That August Saturday in 2021 when Mayo rendered Croke Park a boneyard for Dublin’s seven-in-a-row ambitions – the towering theatre of dreams reimagined as a cemetery for Sky Blue invincibility – embedded itself on the hard drive of a team for the ages.
The ending of their 45-game, 2,540-day unbeaten championship run introduced these players to unfamiliar music, what Sebastian Barry calls "the dark choir of pain".
Brian Fenton, who, against Mayo, was – remarkably - enduring a first championship loss in a career that had already yielded five All Stars and two Footballer of the Year gongs, hinted at the effect ten weeks after their fall.
The midfield godfather found himself submitting to “a lot more introspection, just thinking of your own game and where we’re at – and I think that’s the case across the group.”
Six months later, after Dublin’s lost immunity to gravity was confirmed by relegation to Division Two, Fenton would speak again, even more forcibly.
“There’s probably just a bit of a chip on our shoulder. We’re certainly hungry for more success despite all the years of success that we’ve had.”
Here is a storyline that has been scarcely examined as commentators mine into the quarry of data in search of some nugget that will assist them in calling Sunday’s latest summer joust with Kerry.
Dublin are angry and ravenous and ready to spit fire.
It is undeniable that there are lingering concerns – eye-catchingly poor league form, the lack of a meaningful challenge this summer, potential defensive vulnerabilities against an alpha Kerry attack, and, mostly, grave concerns about the fitness of Con O’Callaghan and James McCarthy – but fears about their enduring appetite are not among them.
A team with unrivalled champion pedigree, a dressing-room that is a storehouse for the better part of 100 Celtic crosses, is fuelled by the hunger normally only associated with squads who have lived for too long on the sporting breadline.
Two of the team’s leading figures informed your correspondent that lifting Sam Maguire this year would be “sweeter” than anything that has gone before in their storied careers.
That is some mindset set against a back catalogue of achievement that includes the smashing of just about every landmark in the old game’s history.
Why are Dublin indignant? Their irritability is drawn from several wells.
A frustration that they allowed themselves fall below their own Himalayan standards on and off the field in 2021.
Exhaustion and controversy and Covid distractions buffeted the squad, but, still, there is an internal conviction that they did not exhibit their true face to the world. There is a wish to set the record straight.
As natural-born competitors, something stirred in their blood as they read their own sporting obituaries and, the rush by some to stray into RIP.ie vocabulary.
It was particularly grating to those leading figures who remain in their mid-to-late 20s, the prime of their athletic lives.
As the form of Ciaran Kilkenny, Fenton and, when fit, O’Callaghan has illustrated this summer, these all-time greats remain in perfect harmony of body and mind.
Their impatience to prove the point to a wider audience amounts to a significant weapon in their armoury.
Players will search for grievance if it can be converted into competitive edge.
One player admits he even found some psychological juice in oddsmakers’ lists that elevated Kerry ahead of Dublin in the All-Ireland betting for the first time in a decade.
To borrow from the towering American writer Don DeLillo: “History [is] a force to these men, a presence in the room.”
It is true that there were days during the league when the search for the old invincible Dublin seemed as futile as trying to find light emitting from a dead star.
True also, that there is ample evidence to support the thesis that David Clifford and Kerry’s time has arrived – even if that places a heavy burden of pressure on the Kingdom to deliver on huge expectation.
It was a burden they were ultimately unable to shoulder against Tyrone last summer or Cork the year before.

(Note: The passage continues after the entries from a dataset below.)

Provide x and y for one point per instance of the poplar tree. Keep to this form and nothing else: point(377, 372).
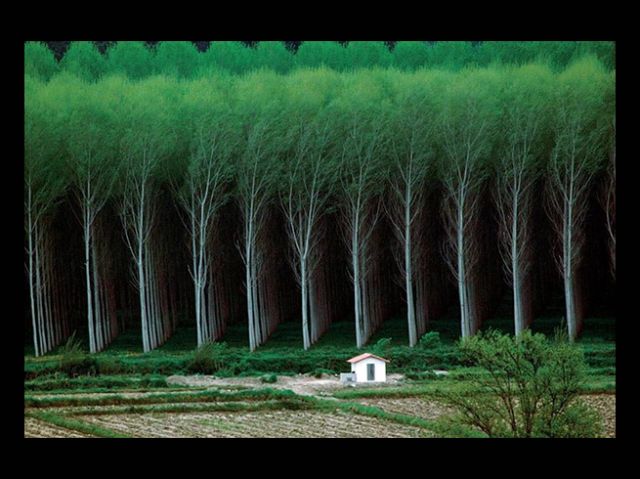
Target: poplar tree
point(525, 117)
point(204, 191)
point(411, 152)
point(39, 61)
point(84, 61)
point(145, 142)
point(465, 127)
point(574, 160)
point(360, 176)
point(44, 184)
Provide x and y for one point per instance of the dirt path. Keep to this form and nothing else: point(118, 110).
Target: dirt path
point(300, 384)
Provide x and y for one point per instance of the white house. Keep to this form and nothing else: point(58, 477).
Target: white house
point(369, 368)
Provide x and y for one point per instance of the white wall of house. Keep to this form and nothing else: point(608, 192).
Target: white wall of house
point(360, 369)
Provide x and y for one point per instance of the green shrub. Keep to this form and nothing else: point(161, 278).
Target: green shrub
point(429, 340)
point(207, 359)
point(318, 372)
point(269, 378)
point(74, 361)
point(529, 387)
point(382, 347)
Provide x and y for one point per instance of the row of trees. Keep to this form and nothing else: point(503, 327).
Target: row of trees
point(138, 60)
point(314, 150)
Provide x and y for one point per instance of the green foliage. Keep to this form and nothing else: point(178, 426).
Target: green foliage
point(74, 361)
point(208, 358)
point(269, 378)
point(39, 61)
point(83, 60)
point(529, 388)
point(382, 347)
point(137, 60)
point(132, 59)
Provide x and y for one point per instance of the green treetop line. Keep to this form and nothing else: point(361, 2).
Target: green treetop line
point(138, 60)
point(301, 149)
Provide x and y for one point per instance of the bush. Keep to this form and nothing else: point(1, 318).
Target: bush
point(429, 340)
point(381, 348)
point(74, 361)
point(317, 373)
point(269, 378)
point(208, 358)
point(529, 388)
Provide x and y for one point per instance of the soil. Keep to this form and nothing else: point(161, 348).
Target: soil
point(301, 384)
point(36, 428)
point(273, 424)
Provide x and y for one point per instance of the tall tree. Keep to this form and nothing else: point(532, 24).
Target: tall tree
point(361, 179)
point(93, 164)
point(411, 152)
point(145, 142)
point(203, 193)
point(525, 112)
point(44, 184)
point(574, 160)
point(466, 125)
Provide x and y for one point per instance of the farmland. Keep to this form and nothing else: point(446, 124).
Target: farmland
point(157, 395)
point(210, 234)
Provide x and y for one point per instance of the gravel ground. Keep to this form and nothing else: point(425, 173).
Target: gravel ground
point(605, 404)
point(272, 424)
point(419, 407)
point(301, 384)
point(36, 428)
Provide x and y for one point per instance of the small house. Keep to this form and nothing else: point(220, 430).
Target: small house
point(368, 368)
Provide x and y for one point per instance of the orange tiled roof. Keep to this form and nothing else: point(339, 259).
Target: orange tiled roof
point(359, 358)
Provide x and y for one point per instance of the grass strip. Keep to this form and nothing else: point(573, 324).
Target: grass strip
point(160, 398)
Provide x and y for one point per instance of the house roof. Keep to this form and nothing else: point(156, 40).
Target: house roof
point(359, 358)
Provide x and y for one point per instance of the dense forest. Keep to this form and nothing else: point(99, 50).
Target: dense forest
point(92, 60)
point(169, 186)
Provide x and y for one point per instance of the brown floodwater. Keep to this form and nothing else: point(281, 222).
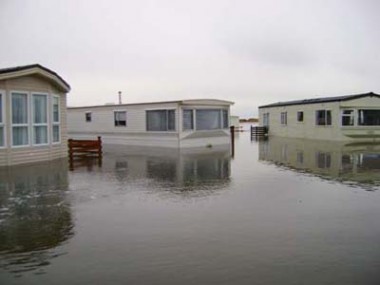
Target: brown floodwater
point(280, 211)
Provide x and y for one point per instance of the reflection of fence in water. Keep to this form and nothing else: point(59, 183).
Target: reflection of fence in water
point(359, 162)
point(35, 216)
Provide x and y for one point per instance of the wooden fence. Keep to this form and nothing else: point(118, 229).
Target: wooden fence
point(259, 132)
point(84, 149)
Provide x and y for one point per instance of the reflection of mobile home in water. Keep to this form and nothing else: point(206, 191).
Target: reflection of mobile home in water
point(346, 162)
point(181, 168)
point(35, 216)
point(343, 118)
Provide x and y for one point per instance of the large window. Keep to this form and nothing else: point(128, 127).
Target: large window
point(323, 118)
point(284, 118)
point(20, 129)
point(211, 119)
point(347, 117)
point(368, 117)
point(2, 136)
point(56, 120)
point(40, 119)
point(266, 119)
point(160, 120)
point(120, 118)
point(188, 120)
point(300, 116)
point(88, 117)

Kerry have long clung to a belief that the critical difference between in many of their recent duels with Dublin was the inestimable presence of Stephen Cluxton and his choreographing of Sky Blue patterns of play.
In an attempt to gain a psychological foothold they will look to fiercely interrogate Evan Comerford’s kick-out strategy.

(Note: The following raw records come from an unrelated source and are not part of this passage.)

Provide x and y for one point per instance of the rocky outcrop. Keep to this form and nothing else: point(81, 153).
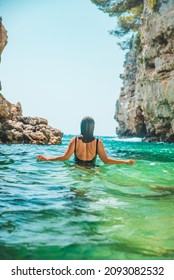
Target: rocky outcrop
point(146, 104)
point(14, 128)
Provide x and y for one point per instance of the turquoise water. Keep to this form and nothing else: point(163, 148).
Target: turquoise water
point(53, 210)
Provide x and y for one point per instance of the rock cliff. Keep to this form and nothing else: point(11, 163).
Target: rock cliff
point(14, 128)
point(145, 107)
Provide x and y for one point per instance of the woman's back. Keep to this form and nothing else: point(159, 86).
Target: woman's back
point(85, 152)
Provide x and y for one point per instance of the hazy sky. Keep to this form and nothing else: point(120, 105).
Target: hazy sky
point(61, 63)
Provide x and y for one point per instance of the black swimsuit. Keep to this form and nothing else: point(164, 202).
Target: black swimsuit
point(85, 162)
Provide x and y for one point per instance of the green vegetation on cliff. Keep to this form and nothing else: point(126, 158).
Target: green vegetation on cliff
point(128, 13)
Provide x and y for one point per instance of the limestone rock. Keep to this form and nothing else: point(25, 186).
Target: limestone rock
point(146, 104)
point(14, 128)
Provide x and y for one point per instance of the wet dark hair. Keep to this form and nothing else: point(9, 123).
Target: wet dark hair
point(87, 129)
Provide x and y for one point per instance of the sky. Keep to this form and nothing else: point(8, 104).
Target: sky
point(61, 63)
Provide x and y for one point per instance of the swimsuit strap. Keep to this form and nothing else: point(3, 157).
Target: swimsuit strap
point(75, 145)
point(96, 146)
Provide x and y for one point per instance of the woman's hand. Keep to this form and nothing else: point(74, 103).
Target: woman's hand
point(39, 157)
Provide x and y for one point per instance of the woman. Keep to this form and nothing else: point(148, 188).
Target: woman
point(86, 147)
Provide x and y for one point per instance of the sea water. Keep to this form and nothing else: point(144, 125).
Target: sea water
point(54, 210)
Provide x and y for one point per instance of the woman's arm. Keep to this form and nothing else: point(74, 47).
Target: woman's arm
point(103, 156)
point(66, 155)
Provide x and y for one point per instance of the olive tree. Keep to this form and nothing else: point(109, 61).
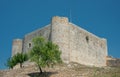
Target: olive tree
point(44, 53)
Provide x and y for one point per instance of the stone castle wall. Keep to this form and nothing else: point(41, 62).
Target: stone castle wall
point(76, 44)
point(87, 48)
point(16, 46)
point(27, 41)
point(60, 35)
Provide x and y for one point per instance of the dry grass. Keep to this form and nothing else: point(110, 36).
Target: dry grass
point(63, 70)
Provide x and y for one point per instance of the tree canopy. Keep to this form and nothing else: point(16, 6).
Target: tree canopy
point(44, 53)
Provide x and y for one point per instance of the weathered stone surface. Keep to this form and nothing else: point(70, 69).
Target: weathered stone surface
point(76, 44)
point(17, 46)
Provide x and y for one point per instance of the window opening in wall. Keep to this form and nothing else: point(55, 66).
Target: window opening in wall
point(30, 45)
point(87, 39)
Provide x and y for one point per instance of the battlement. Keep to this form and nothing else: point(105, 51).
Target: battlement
point(62, 20)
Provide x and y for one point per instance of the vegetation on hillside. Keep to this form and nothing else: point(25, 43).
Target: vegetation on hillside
point(17, 58)
point(44, 53)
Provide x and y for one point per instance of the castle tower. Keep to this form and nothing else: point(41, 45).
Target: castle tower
point(60, 35)
point(17, 46)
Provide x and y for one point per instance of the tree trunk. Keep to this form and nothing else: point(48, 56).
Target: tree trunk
point(40, 70)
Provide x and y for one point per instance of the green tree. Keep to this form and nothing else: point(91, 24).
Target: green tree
point(44, 53)
point(20, 58)
point(17, 58)
point(10, 63)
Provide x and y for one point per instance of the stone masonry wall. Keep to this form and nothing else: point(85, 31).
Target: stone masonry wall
point(16, 46)
point(27, 41)
point(76, 44)
point(86, 48)
point(60, 36)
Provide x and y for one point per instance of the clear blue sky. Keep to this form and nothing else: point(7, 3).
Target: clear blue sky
point(19, 17)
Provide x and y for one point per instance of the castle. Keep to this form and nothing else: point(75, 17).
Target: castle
point(76, 44)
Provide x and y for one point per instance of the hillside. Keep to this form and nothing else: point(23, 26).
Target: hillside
point(63, 70)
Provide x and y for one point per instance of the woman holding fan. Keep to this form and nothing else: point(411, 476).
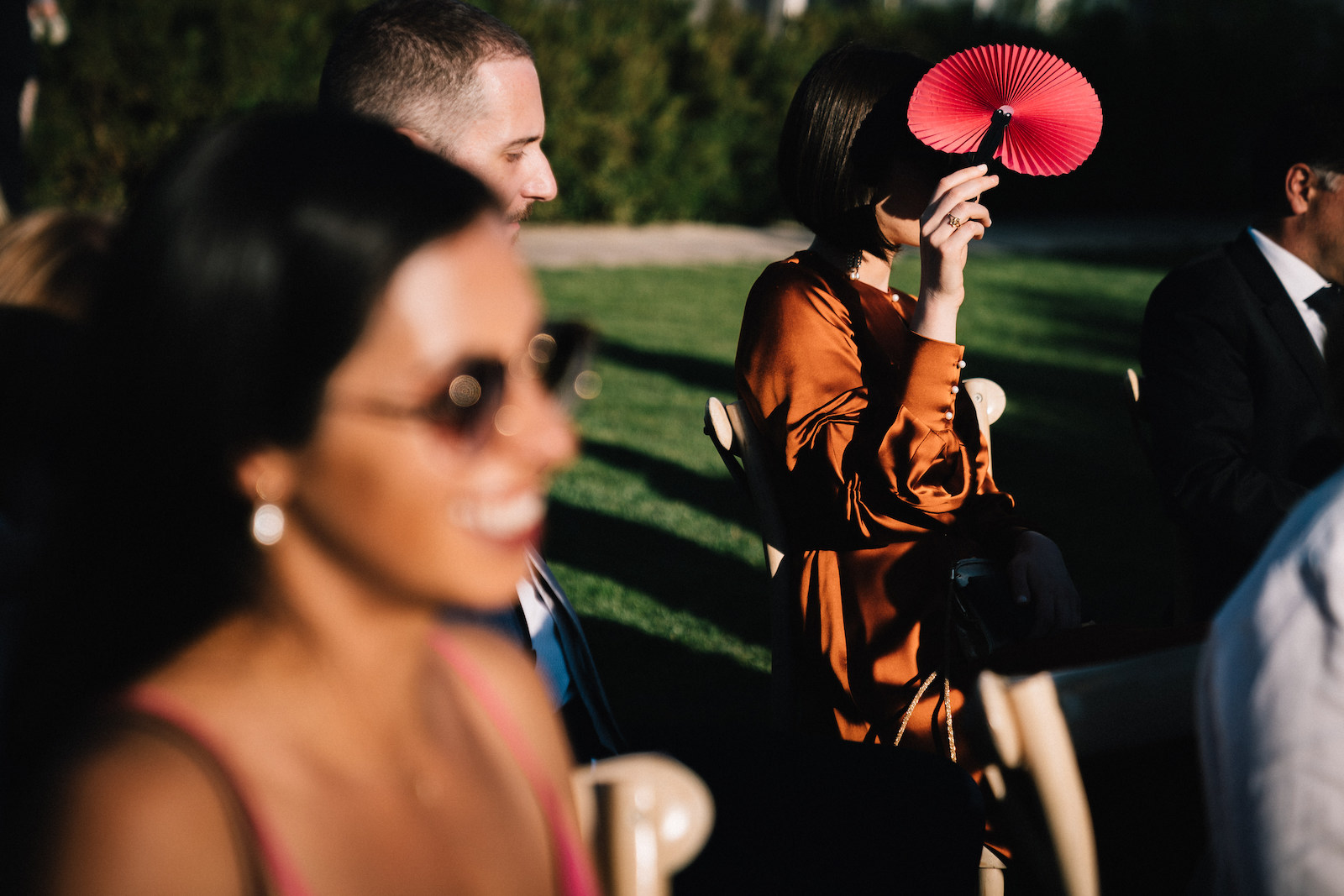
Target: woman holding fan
point(882, 469)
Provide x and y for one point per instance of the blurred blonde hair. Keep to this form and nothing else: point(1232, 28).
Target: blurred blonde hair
point(53, 259)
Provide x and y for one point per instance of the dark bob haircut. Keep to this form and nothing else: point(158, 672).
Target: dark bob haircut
point(241, 278)
point(844, 130)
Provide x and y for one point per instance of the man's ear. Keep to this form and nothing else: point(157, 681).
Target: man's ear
point(266, 476)
point(1299, 187)
point(416, 137)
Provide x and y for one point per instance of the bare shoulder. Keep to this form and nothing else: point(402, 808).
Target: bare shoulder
point(512, 674)
point(141, 817)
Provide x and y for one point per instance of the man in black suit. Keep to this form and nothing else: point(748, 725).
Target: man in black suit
point(1233, 348)
point(461, 83)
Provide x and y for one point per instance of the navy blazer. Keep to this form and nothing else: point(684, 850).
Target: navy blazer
point(1236, 394)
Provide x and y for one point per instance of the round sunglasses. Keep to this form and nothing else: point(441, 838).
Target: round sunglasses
point(468, 405)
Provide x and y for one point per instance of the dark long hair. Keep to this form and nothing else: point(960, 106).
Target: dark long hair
point(239, 281)
point(844, 130)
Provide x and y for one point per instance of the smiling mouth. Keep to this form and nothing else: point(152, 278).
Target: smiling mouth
point(503, 519)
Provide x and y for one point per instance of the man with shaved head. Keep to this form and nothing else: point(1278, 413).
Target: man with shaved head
point(454, 80)
point(461, 83)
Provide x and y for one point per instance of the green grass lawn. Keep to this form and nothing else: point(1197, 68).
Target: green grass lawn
point(658, 548)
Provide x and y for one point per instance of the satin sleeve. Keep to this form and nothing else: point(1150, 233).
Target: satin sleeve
point(866, 412)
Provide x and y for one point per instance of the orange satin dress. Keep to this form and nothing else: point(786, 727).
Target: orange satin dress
point(882, 479)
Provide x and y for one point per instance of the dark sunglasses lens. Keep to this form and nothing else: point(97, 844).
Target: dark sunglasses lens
point(470, 402)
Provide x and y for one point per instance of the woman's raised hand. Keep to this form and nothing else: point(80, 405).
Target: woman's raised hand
point(947, 228)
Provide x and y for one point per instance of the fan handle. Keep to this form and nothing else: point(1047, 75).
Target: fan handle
point(994, 136)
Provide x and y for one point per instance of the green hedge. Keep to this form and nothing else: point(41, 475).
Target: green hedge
point(654, 118)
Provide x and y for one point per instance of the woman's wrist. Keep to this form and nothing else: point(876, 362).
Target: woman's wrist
point(934, 316)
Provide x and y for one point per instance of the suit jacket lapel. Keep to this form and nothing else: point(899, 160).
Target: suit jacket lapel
point(588, 685)
point(1280, 309)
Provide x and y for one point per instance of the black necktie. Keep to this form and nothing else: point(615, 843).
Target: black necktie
point(1326, 301)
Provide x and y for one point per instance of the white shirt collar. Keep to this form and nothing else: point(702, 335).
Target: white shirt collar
point(1300, 280)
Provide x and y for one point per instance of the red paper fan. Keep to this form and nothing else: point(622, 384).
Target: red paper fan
point(1048, 113)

Jack O'Connor will relish every opportunity to probe for weakness in a Dublin defence denuded by injury and the ticking clock, one in urgent need of McCarthy’s leadership, aura and physical presence.
Without McCarthy and O’Callaghan, a steep semi-final incline assumes the dimensions of a murderous incline for the Leinster giants.
Against that, they can call on that champion spirit and a deep craving to show, one more time at least, the best of themselves.
Anger, as John Lydon barked all those years ago, is an energy.
For all the magic in Dublin's feet, it might be the chip on Fenton's shoulder that represents the great peril to Kerry's pursuit of old summer certainties.